Après avoir suivi une tendance à la baisse marquée sur la première partie de juillet, les prix du gaz ont connu un soubresaut à partir du 19. Ce mouvement n’est pas dû à un changement des fondamentaux et une correction à la baisse a eu lieu ces derniers jours. Cela montre toutefois que le marché reste peu liquide et volatile. 

 

 

 

Fondamentalement, la situation du système gazier européen reste confortable avec un surplus d'approvisionnement sur le court-terme et de bonnes perspectives hivernales. Les stockages de gaz européens devraient être pleins d’ici septembre.  

 

 

La demande estivale demeure faible.
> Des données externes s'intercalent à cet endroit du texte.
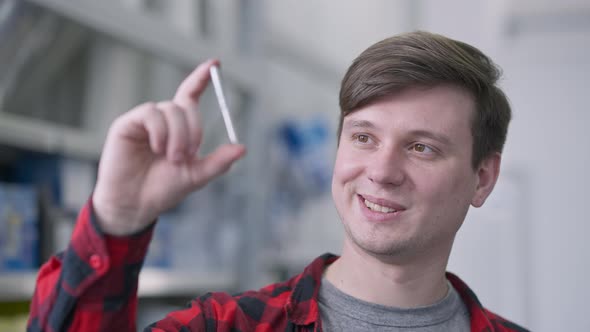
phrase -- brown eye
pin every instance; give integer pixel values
(419, 147)
(362, 138)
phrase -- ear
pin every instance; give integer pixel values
(487, 175)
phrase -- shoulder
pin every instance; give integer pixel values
(482, 319)
(501, 324)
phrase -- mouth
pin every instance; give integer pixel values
(380, 208)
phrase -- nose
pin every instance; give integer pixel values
(386, 167)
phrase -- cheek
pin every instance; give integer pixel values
(346, 167)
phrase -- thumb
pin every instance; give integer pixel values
(218, 162)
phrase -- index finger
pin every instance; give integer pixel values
(188, 92)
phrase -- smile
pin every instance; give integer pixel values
(378, 208)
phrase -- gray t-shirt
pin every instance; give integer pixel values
(342, 312)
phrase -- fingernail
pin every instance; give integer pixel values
(178, 156)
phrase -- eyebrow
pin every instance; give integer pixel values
(359, 124)
(364, 124)
(437, 137)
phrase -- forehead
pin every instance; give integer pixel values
(446, 109)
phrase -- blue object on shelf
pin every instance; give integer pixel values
(19, 227)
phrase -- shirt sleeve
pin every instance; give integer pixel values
(92, 285)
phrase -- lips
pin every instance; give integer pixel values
(378, 209)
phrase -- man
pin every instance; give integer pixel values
(422, 128)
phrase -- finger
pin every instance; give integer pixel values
(218, 162)
(195, 130)
(155, 125)
(176, 121)
(189, 91)
(143, 122)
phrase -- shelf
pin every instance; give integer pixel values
(44, 136)
(164, 283)
(19, 286)
(152, 34)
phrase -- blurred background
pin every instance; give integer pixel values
(68, 68)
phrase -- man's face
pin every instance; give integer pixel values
(403, 179)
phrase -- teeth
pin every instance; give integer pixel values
(378, 208)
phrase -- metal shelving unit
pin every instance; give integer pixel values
(153, 282)
(47, 137)
(144, 32)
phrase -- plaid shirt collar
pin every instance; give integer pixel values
(303, 308)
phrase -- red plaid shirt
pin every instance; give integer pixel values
(92, 286)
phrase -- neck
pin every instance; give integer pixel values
(404, 283)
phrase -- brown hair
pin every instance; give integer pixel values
(423, 59)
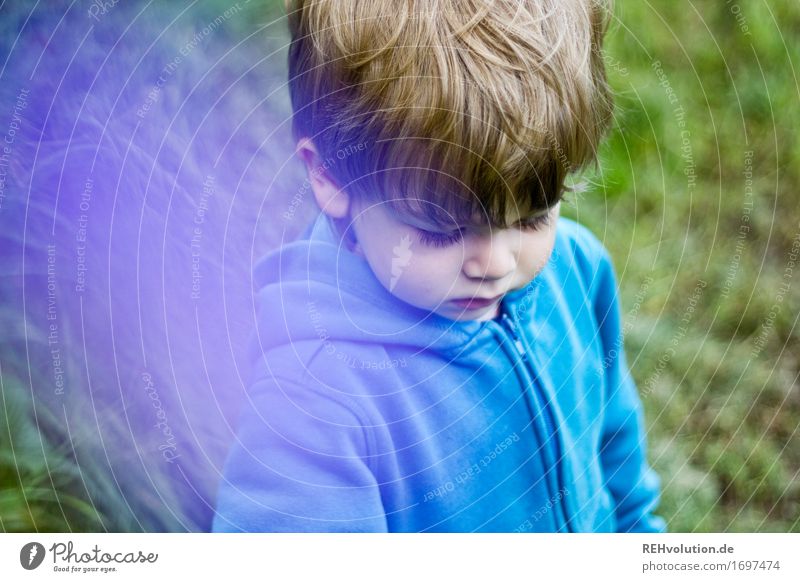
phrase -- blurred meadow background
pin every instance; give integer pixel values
(149, 165)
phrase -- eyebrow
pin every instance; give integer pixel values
(434, 227)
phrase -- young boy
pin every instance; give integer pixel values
(440, 351)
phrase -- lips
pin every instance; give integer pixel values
(475, 303)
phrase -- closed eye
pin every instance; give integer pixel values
(445, 239)
(536, 222)
(439, 239)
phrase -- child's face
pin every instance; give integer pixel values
(461, 275)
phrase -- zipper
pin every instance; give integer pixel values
(540, 403)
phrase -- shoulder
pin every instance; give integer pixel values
(576, 247)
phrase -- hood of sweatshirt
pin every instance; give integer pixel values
(316, 288)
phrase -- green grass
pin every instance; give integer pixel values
(720, 390)
(723, 409)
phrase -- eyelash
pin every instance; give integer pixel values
(438, 239)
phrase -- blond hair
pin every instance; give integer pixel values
(451, 109)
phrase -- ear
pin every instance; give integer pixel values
(331, 200)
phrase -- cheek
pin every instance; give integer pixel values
(536, 251)
(430, 271)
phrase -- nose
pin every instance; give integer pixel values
(489, 257)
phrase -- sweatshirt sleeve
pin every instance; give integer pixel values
(299, 463)
(634, 486)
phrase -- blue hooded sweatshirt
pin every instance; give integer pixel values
(367, 414)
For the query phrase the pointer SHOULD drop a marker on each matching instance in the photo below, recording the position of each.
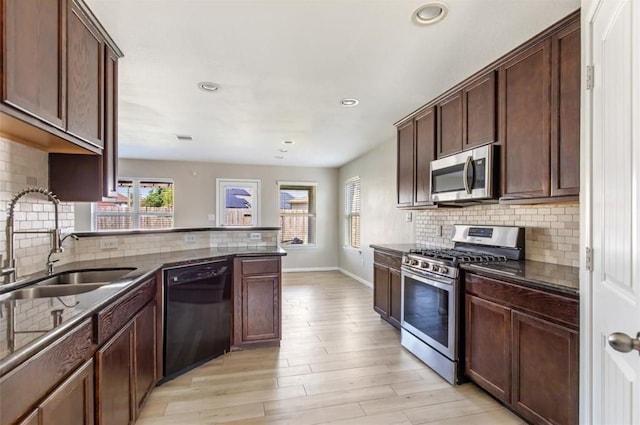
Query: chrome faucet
(10, 271)
(50, 262)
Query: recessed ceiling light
(348, 101)
(430, 13)
(208, 86)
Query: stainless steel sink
(86, 277)
(50, 291)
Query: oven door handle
(465, 174)
(430, 280)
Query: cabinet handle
(624, 343)
(465, 171)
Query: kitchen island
(104, 331)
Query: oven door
(429, 310)
(464, 176)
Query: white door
(612, 208)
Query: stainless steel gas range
(432, 299)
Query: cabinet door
(110, 152)
(450, 125)
(488, 346)
(84, 77)
(395, 294)
(381, 289)
(525, 84)
(260, 308)
(424, 153)
(565, 119)
(34, 58)
(479, 106)
(114, 381)
(145, 353)
(405, 165)
(545, 371)
(72, 402)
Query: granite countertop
(533, 273)
(34, 325)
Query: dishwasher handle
(187, 274)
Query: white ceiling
(284, 65)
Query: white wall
(381, 222)
(195, 191)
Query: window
(352, 212)
(141, 204)
(238, 202)
(297, 205)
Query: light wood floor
(339, 363)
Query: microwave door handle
(465, 174)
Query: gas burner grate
(458, 255)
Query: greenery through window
(297, 204)
(140, 204)
(352, 212)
Seule une conjonction d'événements défavorables (température froide + arrêt total des flux russes) pourrait réellement mettre en danger l'approvisionnement sur l’hiver prochain. 

 

 

 

 

 

Electricité 

 

 

 

 

 

Pour l'électricité, le contexte est baissier sur le court-terme (sur les mois à venir) mais les prix sur les échéances calendaires se maintiennent avec le même soubresaut que celui observé sur le marché du gaz.

 

 

Le parc nucléaire français affiche une disponibilité légèrement supérieure au prévisionnel de production d’EDF, ce qui nous laisse plutôt optimiste sur cet hiver. S’il n’y a pas d’annonce de l’ASN/EDF à la rentrée, on peut espérer un hiver 2023-2024 avec une marge bien plus large que l’année dernière.  

 

A noter que les températures élevées du Rhône ont conduit à des baisses de production sur la centrale de Bugey. 

 

 

Sur le spot la production solaire maintient les prix bas en milieu de journée, tout spécialement les week-end où de nombreuses heures de prix négatifs ont été enregistrées.